Conclusion – Beyond the Paper

This slide looks at where the research is heading. One major goal is Sim2Real, which means moving trained AI from simulation to the real world. Another focus is corner case simulation—testing rare and risky situations. MetaDrive is also being improved for multi-agent learning, like toll gates or group driving.In the future, these simulators can help build safe self-driving cars, drones, and assistive robots. They reduce testing costs, improve safety, and allow AI to train in situations too dangerous to try in real life. The logos and diagrams show other tools like VISTA and Scenic, which also focus on training AI with safety in mind.

Conclusion - My Thoughts

This slide shares the presenter’s view. MetaDrive is great for fast and flexible training, especially for testing new ideas quickly. CARLA, on the other hand, is better for learning based on visuals and realism. MetaDrive is efficient, while CARLA is rich in detail and closer to real-world driving. Both tools have strengths and are best used based on the goal of the project. The slide highlights how both simulators serve clear but different purposes. One is for speed and scale; the other for realism and accuracy.

Discussion Questions

This slide asks key questions about choosing the right simulator. Should you prioritize realism (like CARLA) or speed and flexibility (like MetaDrive)? It also raises concerns about missing pedestrians in training and asks whether simulators should focus more on real-world accuracy or efficient learning.

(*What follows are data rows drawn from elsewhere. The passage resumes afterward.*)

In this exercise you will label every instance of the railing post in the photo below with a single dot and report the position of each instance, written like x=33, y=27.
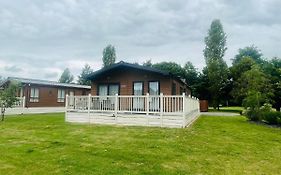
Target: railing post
x=161, y=108
x=147, y=107
x=66, y=106
x=23, y=104
x=183, y=110
x=89, y=106
x=116, y=107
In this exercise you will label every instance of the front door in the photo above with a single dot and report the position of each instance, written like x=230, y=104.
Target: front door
x=154, y=100
x=138, y=102
x=71, y=99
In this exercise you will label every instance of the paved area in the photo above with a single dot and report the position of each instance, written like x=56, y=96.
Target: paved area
x=38, y=110
x=220, y=114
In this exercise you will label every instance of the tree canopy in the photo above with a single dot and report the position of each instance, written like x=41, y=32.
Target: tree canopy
x=249, y=51
x=171, y=67
x=109, y=55
x=82, y=78
x=66, y=76
x=217, y=68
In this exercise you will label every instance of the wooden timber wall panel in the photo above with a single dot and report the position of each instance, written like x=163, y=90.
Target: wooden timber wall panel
x=48, y=95
x=125, y=79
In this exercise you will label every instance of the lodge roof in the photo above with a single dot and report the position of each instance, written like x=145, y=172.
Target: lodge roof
x=45, y=82
x=123, y=64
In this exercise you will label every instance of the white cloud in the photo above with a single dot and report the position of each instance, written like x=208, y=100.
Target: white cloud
x=47, y=36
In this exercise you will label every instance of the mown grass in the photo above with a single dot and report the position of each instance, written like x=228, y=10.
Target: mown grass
x=45, y=144
x=235, y=109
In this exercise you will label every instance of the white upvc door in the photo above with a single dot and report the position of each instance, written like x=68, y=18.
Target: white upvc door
x=154, y=102
x=71, y=99
x=138, y=102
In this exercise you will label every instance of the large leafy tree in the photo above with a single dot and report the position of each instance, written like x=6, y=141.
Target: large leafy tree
x=171, y=67
x=249, y=51
x=192, y=77
x=109, y=55
x=217, y=69
x=66, y=76
x=254, y=84
x=82, y=78
x=8, y=97
x=238, y=68
x=201, y=87
x=273, y=69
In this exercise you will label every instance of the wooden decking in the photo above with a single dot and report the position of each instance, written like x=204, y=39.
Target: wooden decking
x=169, y=111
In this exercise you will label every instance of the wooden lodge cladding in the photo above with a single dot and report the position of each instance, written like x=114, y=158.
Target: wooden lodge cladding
x=130, y=79
x=41, y=93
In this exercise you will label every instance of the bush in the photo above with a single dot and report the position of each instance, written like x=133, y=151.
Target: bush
x=253, y=114
x=272, y=117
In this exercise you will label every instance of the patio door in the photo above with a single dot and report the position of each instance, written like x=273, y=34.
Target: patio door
x=138, y=102
x=71, y=99
x=154, y=101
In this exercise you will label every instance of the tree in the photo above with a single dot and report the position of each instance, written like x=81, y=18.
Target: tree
x=171, y=67
x=217, y=68
x=250, y=51
x=1, y=79
x=256, y=87
x=109, y=55
x=202, y=85
x=82, y=78
x=8, y=97
x=66, y=76
x=237, y=70
x=273, y=69
x=191, y=77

Discussion and Class Insights

Q1: 1. You’re developing an AI system that autonomously drives ambulances through congested urban areas.The system must learn how to:– Handle unpredictable traffic– Make fast but safe decisions– React to edge cases like roadblocks or aggressive drivers Which simulator (CARLA or MetaDrive) would you choose to prototype and test this system, and why?What would be your testing priorities: realism, response time, or decision diversity?

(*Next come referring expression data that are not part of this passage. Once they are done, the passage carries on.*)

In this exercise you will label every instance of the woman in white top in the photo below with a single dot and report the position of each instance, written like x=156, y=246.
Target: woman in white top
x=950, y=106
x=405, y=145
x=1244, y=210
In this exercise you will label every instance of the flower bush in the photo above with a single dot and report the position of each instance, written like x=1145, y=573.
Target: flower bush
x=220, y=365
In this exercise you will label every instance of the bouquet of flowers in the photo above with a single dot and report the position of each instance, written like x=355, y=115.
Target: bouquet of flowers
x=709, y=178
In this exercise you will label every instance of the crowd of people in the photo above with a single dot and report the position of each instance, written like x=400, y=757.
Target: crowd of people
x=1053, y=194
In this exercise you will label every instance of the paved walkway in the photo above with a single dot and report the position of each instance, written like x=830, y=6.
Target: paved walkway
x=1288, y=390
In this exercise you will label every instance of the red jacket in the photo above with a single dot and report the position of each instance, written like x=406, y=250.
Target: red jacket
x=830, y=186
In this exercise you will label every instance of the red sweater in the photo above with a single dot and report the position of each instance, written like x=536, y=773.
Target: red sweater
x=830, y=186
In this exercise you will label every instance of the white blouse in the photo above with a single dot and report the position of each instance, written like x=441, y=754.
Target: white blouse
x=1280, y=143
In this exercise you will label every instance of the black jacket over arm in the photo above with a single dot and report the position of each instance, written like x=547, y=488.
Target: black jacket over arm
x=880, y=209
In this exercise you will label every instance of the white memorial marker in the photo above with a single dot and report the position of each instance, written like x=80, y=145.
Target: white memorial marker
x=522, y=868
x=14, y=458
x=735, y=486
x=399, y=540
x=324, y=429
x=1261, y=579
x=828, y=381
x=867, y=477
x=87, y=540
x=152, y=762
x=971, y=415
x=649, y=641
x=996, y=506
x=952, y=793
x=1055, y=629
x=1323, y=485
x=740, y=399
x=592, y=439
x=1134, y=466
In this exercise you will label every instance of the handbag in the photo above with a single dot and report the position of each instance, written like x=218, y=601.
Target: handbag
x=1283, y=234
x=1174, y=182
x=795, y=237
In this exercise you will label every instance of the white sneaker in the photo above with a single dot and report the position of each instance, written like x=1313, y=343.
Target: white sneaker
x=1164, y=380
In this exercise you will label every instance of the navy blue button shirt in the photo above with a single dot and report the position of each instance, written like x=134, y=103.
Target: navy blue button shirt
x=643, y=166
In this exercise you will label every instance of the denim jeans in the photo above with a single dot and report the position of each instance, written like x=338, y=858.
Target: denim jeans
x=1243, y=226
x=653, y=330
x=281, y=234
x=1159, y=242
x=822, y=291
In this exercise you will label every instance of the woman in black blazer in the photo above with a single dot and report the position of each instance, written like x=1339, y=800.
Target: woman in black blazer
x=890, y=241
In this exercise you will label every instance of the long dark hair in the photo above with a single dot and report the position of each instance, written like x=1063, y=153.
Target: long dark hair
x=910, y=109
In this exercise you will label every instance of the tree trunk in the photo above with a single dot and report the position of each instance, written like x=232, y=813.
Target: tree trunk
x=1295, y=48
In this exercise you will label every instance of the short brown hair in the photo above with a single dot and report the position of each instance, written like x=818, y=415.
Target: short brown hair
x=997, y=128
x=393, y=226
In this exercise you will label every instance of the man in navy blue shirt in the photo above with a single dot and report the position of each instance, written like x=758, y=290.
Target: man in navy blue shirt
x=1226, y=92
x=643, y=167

Aleksandar: For the first case, I would choose CARLA. It lets me simulate different corner cases and hidden dangers using scripts. MetaDrive doesn’t support this kind of detailed scenario control, so it wouldn’t be as useful here.

George: I agree CARLA is a better choice for the first question because it has more visual detail and can simulate things like pedestrians more realistically.

Obiora: When I was listening to the presentation, I kept thinking, how can this be used in construction? I didn’t even know that CARLA has a construction environment that was new to me. I’ve actually been searching for simulation tools that are already set up for construction use.

Q2:MetaDrive doesn't include pedestrians or cyclists.CARLA has limited human-like behavior.If your agent is trained in a world where pedestrians don't exist, is it “fair” to expect it to handle them safely in the real world? Why? How can we include the effects of pedestrians in traffic?

Aleksandar: For the second question, I don’t think it’s fair to expect an agent trained without obstacles like pedestrians to perform safely in the real world. The real world is very different—if the agent has never seen those challenges during training, it won’t know how to react properly.

George: For the second question, if the training environment doesn’t include pedestrians, then the model won't know how to detect or react to them properly. That’s why it’s important to combine simulation data with real-world data, especially for rare or risky situations. This helps create a more balanced and complete training dataset. Ideally, the model should be trained on scenarios that include pedestrians so it can learn to handle them safely.

Audience Questions and Answers

No questions were asked during a presentation.